We may not move physically. But we are moving forward toward a lighter lifestyle. It's no longer me nagging a reluctant husband. It's both of us looking at the possibilities.

Does that make me a woman of influence?

Saturday, April 7, 2018

The Bag Lady reviews the snowbird season

Two weeks from today I fly from Tucson with my husband Art and our Designer Cat, Larisa. We are going home to Seattle after six months in the winter sun. It rained here about seven times in six months. The sun shone most days, even when the temperatures were less than warm.

We're leaving soon because we're close to the sweet spot: Tucson is less than 100 degrees during the day, and Seattle's rain is getting close to its springtime end. 

This is our sixth season as Arizona snowbirds. We've lived in the same park model and driven the same car. We've expanded our friendships, lost a few friends, taken up a variety of activities, dropped some of them. Each year it's a little different.

This year I continued with activities I've enjoyed before. I played handbells in Oregon when my children were small, and I picked them up again as a snowbird. I love the camaraderie and teamwork of playing bells. I play the lowest bells because I'm one of the younger ringers and don't have arthritis in my hands yet. We performed half a dozen times in the nondenominational church services at Voyager. 

I continue to enjoy the current events group that meets on Wednesday afternoons. This week we talked about Facebook's current data problems and about the potential impact of tariffs. The current events group used to be contentious - it has a diverse political mix - but these days it's a wealth of thought and wisdom, and I'm grateful to be part of it.

I've facilitated a Great Decisions foreign affairs group on Thursdays for the last six years. This year I eased myself out as leader as my friend JoAnne stepped in to replace me. She has been my backup for several seasons now. Next year I'll stay in the group, but without the responsibilities of the moderator. 

Two years ago I was responsible for ticket sales for the Voyager's theatre group. Last year I assisted the producer. This year I was in the cast. I've also served as the treasurer and room scheduler. Next year I don't plan to do anything with the theatre group. There are a couple of other possibilities, but time will tell. Twice a week rehearsals and a production meeting every Thursday were a big responsibility, and I like the idea of being a little less busy.
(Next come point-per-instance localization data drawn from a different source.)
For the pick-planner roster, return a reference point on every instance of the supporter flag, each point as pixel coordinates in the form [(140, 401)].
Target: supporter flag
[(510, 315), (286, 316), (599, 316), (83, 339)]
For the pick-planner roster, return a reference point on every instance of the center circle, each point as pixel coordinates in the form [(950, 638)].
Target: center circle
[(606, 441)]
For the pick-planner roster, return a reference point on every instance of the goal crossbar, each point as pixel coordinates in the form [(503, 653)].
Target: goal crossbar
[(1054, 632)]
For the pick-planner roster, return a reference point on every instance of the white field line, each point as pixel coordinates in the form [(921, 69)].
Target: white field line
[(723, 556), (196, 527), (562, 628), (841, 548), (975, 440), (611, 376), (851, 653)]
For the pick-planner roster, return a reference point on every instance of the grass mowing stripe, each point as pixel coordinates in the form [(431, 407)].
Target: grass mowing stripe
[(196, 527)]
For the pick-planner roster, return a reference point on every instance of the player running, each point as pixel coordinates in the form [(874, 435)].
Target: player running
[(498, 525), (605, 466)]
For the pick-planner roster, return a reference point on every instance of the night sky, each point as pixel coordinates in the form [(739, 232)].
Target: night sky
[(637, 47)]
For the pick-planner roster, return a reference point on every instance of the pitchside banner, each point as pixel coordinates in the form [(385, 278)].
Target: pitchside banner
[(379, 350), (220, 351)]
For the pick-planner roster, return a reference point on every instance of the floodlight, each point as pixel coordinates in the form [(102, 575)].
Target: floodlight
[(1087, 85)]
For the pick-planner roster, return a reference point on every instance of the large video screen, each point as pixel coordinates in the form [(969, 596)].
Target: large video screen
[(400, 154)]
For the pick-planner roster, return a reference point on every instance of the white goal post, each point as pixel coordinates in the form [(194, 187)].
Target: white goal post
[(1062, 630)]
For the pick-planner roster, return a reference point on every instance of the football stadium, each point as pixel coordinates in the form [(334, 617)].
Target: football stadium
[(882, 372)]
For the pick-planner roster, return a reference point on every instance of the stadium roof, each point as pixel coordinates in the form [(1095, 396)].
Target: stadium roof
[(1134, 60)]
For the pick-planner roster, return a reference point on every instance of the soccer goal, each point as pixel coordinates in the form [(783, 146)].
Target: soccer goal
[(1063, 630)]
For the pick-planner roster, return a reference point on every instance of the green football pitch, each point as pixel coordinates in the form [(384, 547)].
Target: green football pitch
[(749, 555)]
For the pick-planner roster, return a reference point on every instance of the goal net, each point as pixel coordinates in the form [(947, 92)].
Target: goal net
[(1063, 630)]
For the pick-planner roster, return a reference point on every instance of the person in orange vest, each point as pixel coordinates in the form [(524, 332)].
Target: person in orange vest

New to me this year was volunteering at Keep Tucson Together at their every-other-Saturday asylum clinic. We work with immigrants seeking asylum, helping them to fill out their paperwork and fleshing out the stories they tell in explaining why their lives will be in danger if they return home. It's not too far removed from the volunteer work I did in Greece in the last couple of years. I don't speak Farsi and not much Spanish, but I find I can communicate in other ways. It's very rewarding to make a connection with someone whose life is in danger or chaos. Whatever difference I can make, I want to do that. One of my current goals is to learn Spanish so that, within two years, I'll be conversant enough to talk to the asylum clients without an interpreter. I spend some time most days with Duolingo on my phone and Rosetta Stone on my laptop, and I'm looking into Spanish classes while I'm home this summer.

Someone asked me last week if I'm glad to be coming home. I told her that it's a transition, and it will take time. The people I know at home have been continuing on with their lives without me, and I'll need to ease myself back into that environment. It's much easier to come to Tucson in the fall, because everyone is arriving and glad to see each other again. Still, we have two homes and I love them both.

I have a friend, Ellen, who drove from Arkansas last spring to keep company with Larisa for the five weeks Art and I spent in Greece. By the time we got back Ellen had bought a park model (trailer) at Voyager! She said she'd made more friends in six weeks at Voyager than in several years in Arkansas. That's the kind of place Voyager is.

As I was writing this, my friend Bev called from home. We talked for 45 minutes and we're getting together for coffee the first Wednesday I'm home. So the transition is beginning already!

Lucky, lucky me. Such a life I get to have.